We were lucky. When we made the initial move out of the world into the back woods of Maine, we found ourselves among a group of alternative type young men and women who had already made the leap, perhaps not for the same reasons that we were to discover, after the fact, that we had, but nonetheless, they had left the world to re-enter nature and a simpler life. These friends were pivotal to our own process.
Two of these young men were Harvard educated, yet had returned to the land to eke out a subsistence existence from the land. They did odd jobs for neighbors, primarily in carpentry, and otherwise plowed their fields, and built their own houses from the ground up. They looked scruffy and non-descript, yet they were very intelligent and had come from a world similar to what we had, and thus could relate to the baggage we brought with ourselves into the woods of Maine. At the same time, while they “spoke our language”, they had shed so many of the middle class values that we very well might have appeared ridiculous to them initially. They worked the land; they mixed with other back to land people, and generally had a handle on what it was to have come from a middle class intelligentsia into a land that depended upon brute strength and cooperation with nature. So, at the very least, they provided us with a transitional state of mind which was invaluable to our own transition.
They taught us to rely on our own wits and abilities, and their can-do attitude rubbed off on us, to our advantage. One of these fellows taught us an early lesson in detachment, however painful it was at the time. He was helping us put on the shingles on the roof, and a pigeon landed at the very top of the roof. We had never seen a pigeon in these woods, nor have we since, which we took to be an omen of good fortune to our newly embraced life in Maine. He, instead, being a subsistence kind of guy, promptly threw his hammer at the poor bird, and killed it instantly.
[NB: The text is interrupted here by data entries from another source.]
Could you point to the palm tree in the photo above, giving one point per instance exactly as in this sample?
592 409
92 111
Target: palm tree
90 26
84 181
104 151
This was to be his dinner that evening, and he thanked us and the bird for providing that meal.
Being fresh out of the squeamish life of the Foreign Service, we were appalled and distressed over this apparently wanton killing on the top of our roof! What we subsequently came to realize was that we all eat “pigeons” in some manner or other, and this event was more immediate and instructive to us than all the chickens we had purchased at the local supermarket, well packaged, drained of any reminder that they had been just as alive as any pigeon on our roof was originally. He had, as our “guru” at the time, though we were consciously unaware of it, instructed us in a lesson that might otherwise have taken years, maybe many lives, to have learned. Here, in the form of this apparently thoughtless and cruel individual, sat an incarnation of wisdom and instruction that any number of more refined and “spiritual” gurus might only have been able to impart to us through words, and not through experience. This is just one small example of the many gurus we encounter every day and every moment, throughout our lives, which more often than not we fail to recognize, much less learn the lesson being taught at that moment, through blindness and self-willfulness.